How to Look Like You Aren’t Stealth Camping

  1. Exit from the front.

So, you’ve followed all the steps to park in a safe, legal space out of suspicion, but you open your side door to show the world that this cargo-looking van is actually a campervan. Exit from the front doors when you are stealth camping so that no one has to know your secret.

  1. Don’t camp in the same place two nights in a row.

If you camp in the same spot, you are more likely to arouse suspicion. Ideally, only spend one night in the same location and no more than two nights if absolutely necessary.

  1. Arrive when other people are around.

Depending on where you are camping, it may be best to pull up when other vehicles are parked. Think about it, would you be suspicious of a car that pulls up during regular business hours? You probably wouldn’t even notice. But if you see a van pull up late when no one is around, you’re much more likely to be concerned.

  1. Leave early.

Don’t loiter on the street or parking lot. Think of it as only a place to sleep and then move on to a more stable location as soon as possible.

  1. Keep your van clean and professional looking.

Have you ever seen a professional vehicle covered in mud? Probably not. Keep your van meticulously clean and try to look somewhat professional as well in case you run into trouble.

  1. Add professional bumper stickers.

If you really want to play the part of a professional, purchase dog grooming or plumbing decals for your campervan to make it look like it is used for business. On the other hand, avoid all stickers or decals about anything else to avoid standing out.

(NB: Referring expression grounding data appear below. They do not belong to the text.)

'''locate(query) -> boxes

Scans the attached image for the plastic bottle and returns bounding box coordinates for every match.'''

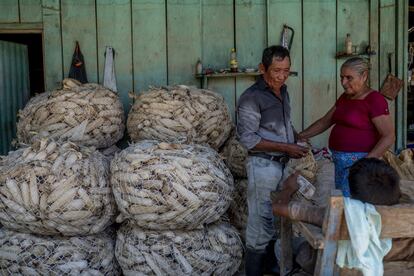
[195,59,203,75]
[230,48,238,72]
[345,33,353,55]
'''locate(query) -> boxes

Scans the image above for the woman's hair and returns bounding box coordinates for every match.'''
[261,45,290,71]
[341,57,370,76]
[348,158,401,206]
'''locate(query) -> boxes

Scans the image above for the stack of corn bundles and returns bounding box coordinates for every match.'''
[127,85,232,150]
[0,137,119,274]
[0,138,116,236]
[0,228,120,275]
[115,221,242,276]
[220,130,248,178]
[16,78,125,149]
[111,140,234,230]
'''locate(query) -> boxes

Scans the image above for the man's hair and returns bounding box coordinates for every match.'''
[261,45,290,71]
[348,158,400,205]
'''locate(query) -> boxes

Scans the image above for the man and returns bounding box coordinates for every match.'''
[237,45,308,276]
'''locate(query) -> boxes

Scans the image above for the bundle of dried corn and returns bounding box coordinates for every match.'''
[227,179,248,237]
[286,146,318,183]
[17,78,125,149]
[0,138,116,236]
[383,150,414,180]
[0,228,120,275]
[220,131,248,178]
[111,140,234,230]
[115,221,242,276]
[127,85,232,149]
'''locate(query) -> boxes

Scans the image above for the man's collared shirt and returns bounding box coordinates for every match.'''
[236,76,295,155]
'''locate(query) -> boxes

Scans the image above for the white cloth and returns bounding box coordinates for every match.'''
[103,46,117,92]
[336,198,392,276]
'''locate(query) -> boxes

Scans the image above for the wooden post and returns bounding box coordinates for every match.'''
[280,217,293,275]
[315,191,344,276]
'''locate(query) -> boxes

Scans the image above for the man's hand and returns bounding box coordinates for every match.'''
[282,171,300,193]
[285,144,308,159]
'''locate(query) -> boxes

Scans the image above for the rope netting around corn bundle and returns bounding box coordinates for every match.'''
[115,221,243,276]
[285,146,318,184]
[111,140,234,230]
[127,85,232,149]
[0,138,116,236]
[0,228,120,275]
[17,78,125,149]
[227,179,248,238]
[220,131,248,178]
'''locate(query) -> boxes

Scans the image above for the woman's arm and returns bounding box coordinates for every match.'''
[298,106,336,140]
[367,114,395,158]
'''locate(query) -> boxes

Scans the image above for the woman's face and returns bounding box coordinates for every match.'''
[340,67,368,96]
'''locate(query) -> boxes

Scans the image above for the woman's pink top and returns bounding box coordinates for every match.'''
[329,91,389,152]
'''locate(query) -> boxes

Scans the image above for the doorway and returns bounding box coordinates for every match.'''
[0,33,44,96]
[0,33,44,154]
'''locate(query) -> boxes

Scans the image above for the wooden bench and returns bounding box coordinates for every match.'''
[279,190,414,276]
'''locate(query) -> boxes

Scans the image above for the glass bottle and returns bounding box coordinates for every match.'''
[345,33,353,55]
[230,48,238,72]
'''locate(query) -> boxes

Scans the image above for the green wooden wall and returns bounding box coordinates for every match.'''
[0,0,408,149]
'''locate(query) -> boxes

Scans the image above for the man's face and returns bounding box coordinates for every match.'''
[262,57,291,90]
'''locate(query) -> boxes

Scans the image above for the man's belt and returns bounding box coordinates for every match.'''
[249,152,290,164]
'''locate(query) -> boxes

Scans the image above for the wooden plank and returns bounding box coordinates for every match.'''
[235,0,267,120]
[132,0,167,93]
[20,0,42,23]
[379,0,396,146]
[167,0,201,86]
[315,195,344,276]
[369,0,380,90]
[303,0,337,148]
[336,0,369,99]
[0,0,19,23]
[395,0,408,149]
[280,217,293,275]
[97,0,133,112]
[42,0,63,90]
[384,261,414,276]
[338,204,414,239]
[0,23,43,32]
[61,0,98,83]
[201,0,235,120]
[294,221,325,249]
[268,0,303,130]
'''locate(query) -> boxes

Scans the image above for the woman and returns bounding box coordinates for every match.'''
[298,57,395,196]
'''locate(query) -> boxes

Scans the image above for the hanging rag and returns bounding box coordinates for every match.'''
[103,46,117,92]
[336,198,392,276]
[68,41,88,83]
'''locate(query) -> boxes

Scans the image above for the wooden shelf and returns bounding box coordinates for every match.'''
[335,52,376,59]
[195,72,261,78]
[195,71,298,88]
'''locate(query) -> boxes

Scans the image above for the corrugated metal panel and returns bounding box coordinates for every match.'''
[0,40,30,155]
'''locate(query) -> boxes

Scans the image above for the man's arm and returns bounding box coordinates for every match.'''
[272,172,325,226]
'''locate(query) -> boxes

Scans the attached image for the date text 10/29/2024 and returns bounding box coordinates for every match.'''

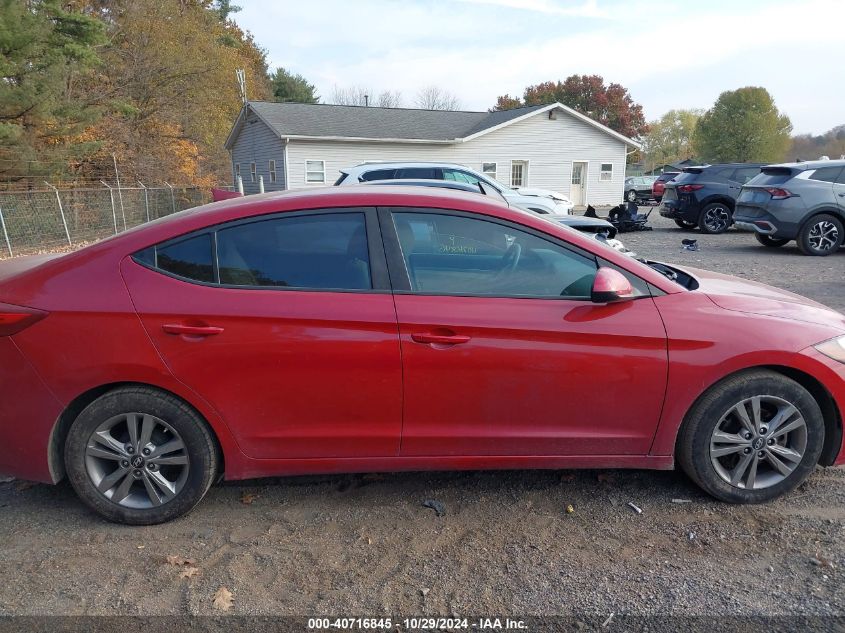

  1. Don’t move around in the vehicle.

When you’re parked, avoid moving around in the vehicle so that the van isn’t shifting on the outside.

  1. Wait to do dishes.

Many sinks can leak out of the van. Make sure nothing you use in the van is leaking outside.

  1. Keep the lights dimmed.

You don’t want anyone to be able to see inside

  1. Limit noise.

Use headphones if possible and avoid loud conversations.

Safety Tips for Stealth Campervans

  1. Keep your keys nearby.

Sleep with your keys, or have them within arm’s reach, just in case you have to go in a hurry.

  1. Have an escape route.

Park in a way that makes it easy to leave. Leave space in between vehicles if you’re street parking. Back into a parking stall so that you can drive straight out. You want to be able to get up and go as easily as possible.

  1. Purchase locks.

Because urban stealth camping can attract thieves, you may want to purchase deadlocks for your campervan doors to make it just a little bit harder to get into.

  1. Install a security system.

You can also fit your campervan with a security system for an added layer of protection.

What to Do If Someone Knocks

Even if you follow the tips and tricks in this article, there will likely be a time during your stealth camping adventure that someone knocks on your van door. Before opening the door, make sure the person who is knocking is a police officer, security guard, park ranger, or someone with an official position. You do not want to be opening your door to thieves. 

If it is an official, follow all instructions and warnings. Move your vehicle if they ask, and do not return to that spot. Don’t get ticketed or towed!